Justice Baxter said it well. He wrote in his dissent:

"Nothing in our Constitution, express or implicit, compels the majority's startling conclusion that the age-old understanding of marriage-- an understanding recently confirmed by an initiative law-- is no longer valid. California statutes already recognize same-sex unions and grant them all the substantive legal rights this state can bestow. If there is to be a further sea change in the social and legal understanding of marriage itself, that evolution should occur by similar democratic means. The majority forecloses this ordinary democratic process, and, in doing so, oversteps its authority.

"The majority's mode of analysis is particularly troubling. The majority relies heavily on the Legislature's adoption of progressive civil rights protections for gays and lesbians to find a constitutional right to same-sex marriage. In effect, the majority gives the Legislature indirectly power that body does not directly possess to amend the Constitution and repeal an initiative statute. But a bare majority of this court, not satisfied with the pace of democratic change, now abruptly forestalls that process and substitutes, by judicial fiat, its own social policy views for those expressed by the People themselves.

"Undeterred by the strong weight of state and federal law and authority, the majority invents a new constitutional right, immune from the ordinary process of legislative consideration. The majority finds that our Constitution suddenly demands no less than a permanent redefinition of marriage, regardless of the popular will.

"In doing so, the majority holds, in effect, that the Legislature has done indirectly what the Constitution prohibits it from doing directly. Under article II, section 10, subdivision (c), that body cannot unilaterally repeal an initiative statute . . . Yet the majority suggests that, by enacting other statutes which do provide substantial rights to gays and lesbians-- including domestic partnership rights which, under [Family Code] section 308.5, the Legislature could not call 'marriage'-- the Legislature has given 'explicit official recognition' (maj. opn., ante, at pp. 68, 69) to a California right of equal treatment which, because it includes the right to marry, thereby invalidates section 308.5.

"I cannot join this exercise in legal jujitsu, by which the Legislature's own weight is used against it to create a constitutional right from whole cloth, defeat the People's will, and invalidate a statute otherwise immune from legislative interference."

California's high court noted that other states are looking at this equal-protection argument as a basis for moving all the way to full-blown same-sex marriage in places where civil unions or domestic partnerships have been established.

Those who support traditional values--and an orderly democratic process that lets the people and their elected officials make decisions about marriage--should recognize the dangers inherent in this California decision. Any law that mimics marriage by another name needs re-examining and probably repeal as well, lest it become full-blown same-sex marriage.

California voters probably will vote this fall on changing their statutory marriage protection into stronger constitutional protection.

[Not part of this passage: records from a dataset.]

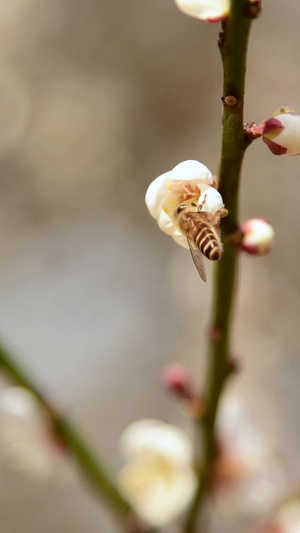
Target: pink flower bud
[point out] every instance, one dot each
(258, 236)
(282, 132)
(178, 380)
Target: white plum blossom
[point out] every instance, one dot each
(157, 479)
(209, 10)
(286, 519)
(26, 442)
(188, 182)
(258, 236)
(281, 132)
(249, 477)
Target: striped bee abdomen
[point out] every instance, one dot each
(207, 241)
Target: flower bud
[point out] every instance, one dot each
(258, 236)
(209, 10)
(178, 380)
(282, 132)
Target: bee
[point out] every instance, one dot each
(202, 232)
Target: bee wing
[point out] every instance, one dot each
(197, 258)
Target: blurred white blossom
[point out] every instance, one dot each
(281, 132)
(26, 442)
(249, 476)
(157, 479)
(188, 182)
(286, 519)
(258, 236)
(210, 10)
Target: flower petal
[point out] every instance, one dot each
(158, 437)
(158, 492)
(210, 10)
(211, 199)
(154, 194)
(258, 236)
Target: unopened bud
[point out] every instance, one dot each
(209, 10)
(178, 380)
(282, 132)
(258, 236)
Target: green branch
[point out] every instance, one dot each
(91, 467)
(233, 47)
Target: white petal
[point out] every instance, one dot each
(258, 235)
(212, 199)
(158, 491)
(154, 195)
(192, 170)
(166, 224)
(212, 10)
(289, 136)
(157, 437)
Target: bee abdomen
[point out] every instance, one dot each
(207, 242)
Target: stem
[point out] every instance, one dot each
(233, 47)
(91, 467)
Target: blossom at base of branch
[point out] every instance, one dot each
(281, 132)
(258, 236)
(27, 443)
(286, 520)
(157, 479)
(209, 10)
(189, 182)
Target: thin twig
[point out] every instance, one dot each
(233, 46)
(91, 466)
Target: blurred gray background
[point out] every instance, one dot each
(98, 98)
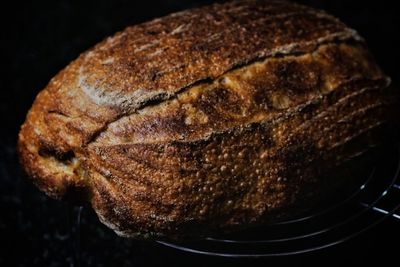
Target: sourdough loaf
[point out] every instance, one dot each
(206, 120)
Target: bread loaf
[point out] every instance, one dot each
(206, 120)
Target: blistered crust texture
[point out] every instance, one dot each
(206, 120)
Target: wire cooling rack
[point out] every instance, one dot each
(375, 197)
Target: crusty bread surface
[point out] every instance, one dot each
(206, 120)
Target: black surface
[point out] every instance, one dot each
(38, 38)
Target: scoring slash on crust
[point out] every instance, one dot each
(206, 120)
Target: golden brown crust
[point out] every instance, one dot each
(212, 118)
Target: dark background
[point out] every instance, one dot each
(38, 38)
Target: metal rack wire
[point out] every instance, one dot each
(375, 198)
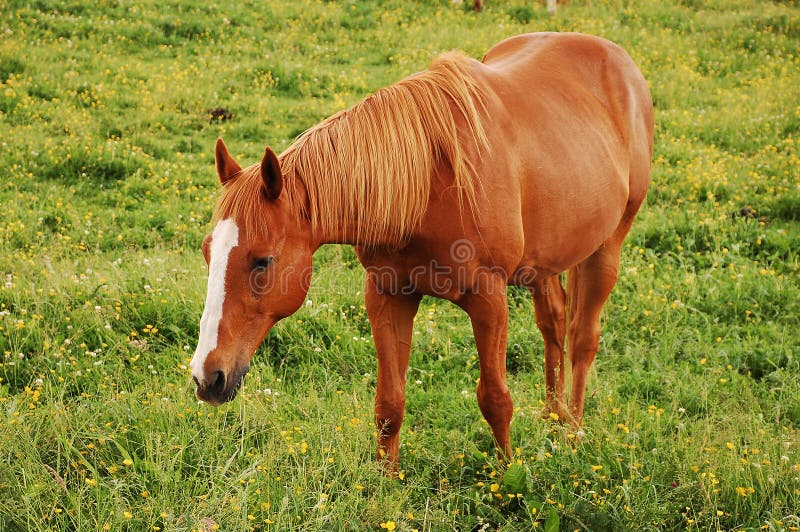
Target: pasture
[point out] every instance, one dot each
(108, 116)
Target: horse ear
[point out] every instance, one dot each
(226, 166)
(271, 175)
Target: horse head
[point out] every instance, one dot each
(259, 267)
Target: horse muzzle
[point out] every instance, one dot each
(219, 387)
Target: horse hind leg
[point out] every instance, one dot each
(549, 305)
(588, 286)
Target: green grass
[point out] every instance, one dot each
(693, 408)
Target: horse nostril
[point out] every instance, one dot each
(217, 381)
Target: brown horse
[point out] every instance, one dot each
(454, 182)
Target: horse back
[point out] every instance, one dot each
(572, 133)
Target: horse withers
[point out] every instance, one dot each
(455, 182)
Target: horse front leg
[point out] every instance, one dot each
(487, 308)
(391, 317)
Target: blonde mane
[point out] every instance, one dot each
(367, 170)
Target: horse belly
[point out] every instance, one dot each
(569, 130)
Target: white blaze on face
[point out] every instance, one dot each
(224, 238)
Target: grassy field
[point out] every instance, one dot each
(693, 408)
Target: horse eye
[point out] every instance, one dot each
(262, 263)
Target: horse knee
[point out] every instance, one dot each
(585, 341)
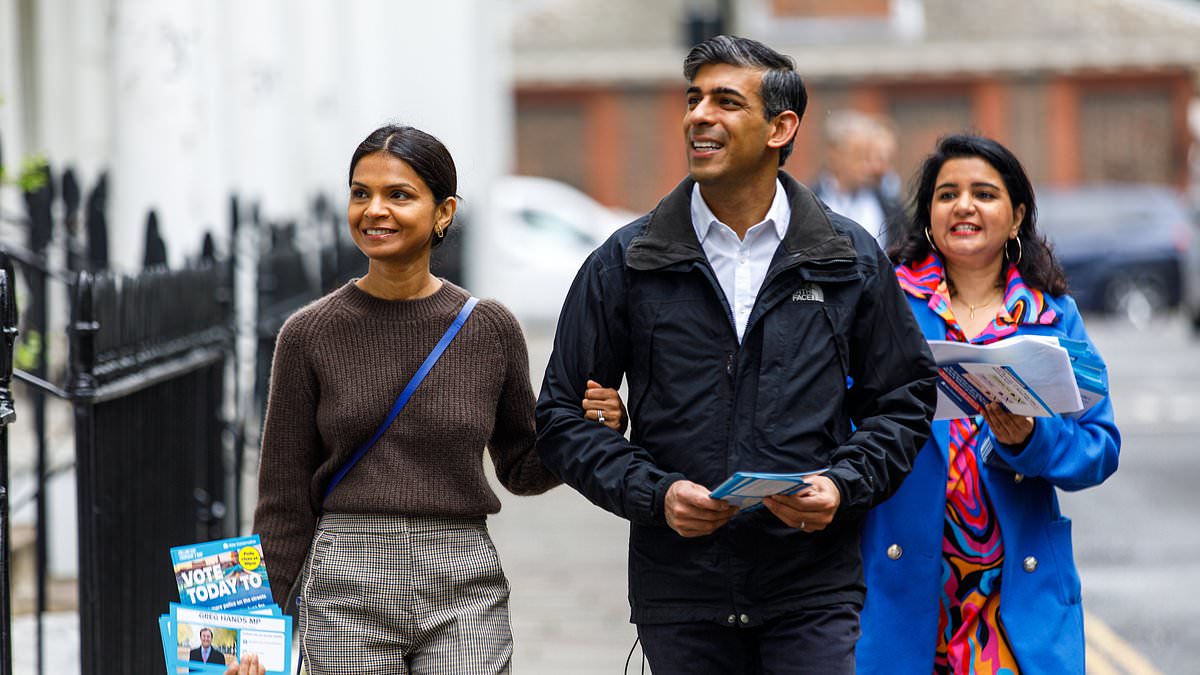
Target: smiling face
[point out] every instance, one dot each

Voters there and in other states would be wise to elevate this matter into an election issue in every other state as well, because it is elected officials who created this opportunity for wayward judicial activism by trying to placate a radical agenda rather than standing up against it.. Those elected officials should not be permitted now to blame it all on the judges, wringing their hands and trying to deny their complicity.

It's time to hold accountable those lawmakers who have opened the door for this court ruling by trying to appease homosexual rights activists with laws that allow civil unions. You cannot have peace at any price with those who seek to conquer and vanquish our values.

Ernest Istook is recovering from serving 14 years in Congress and is now a distinguished fellow at The Heritage Foundation.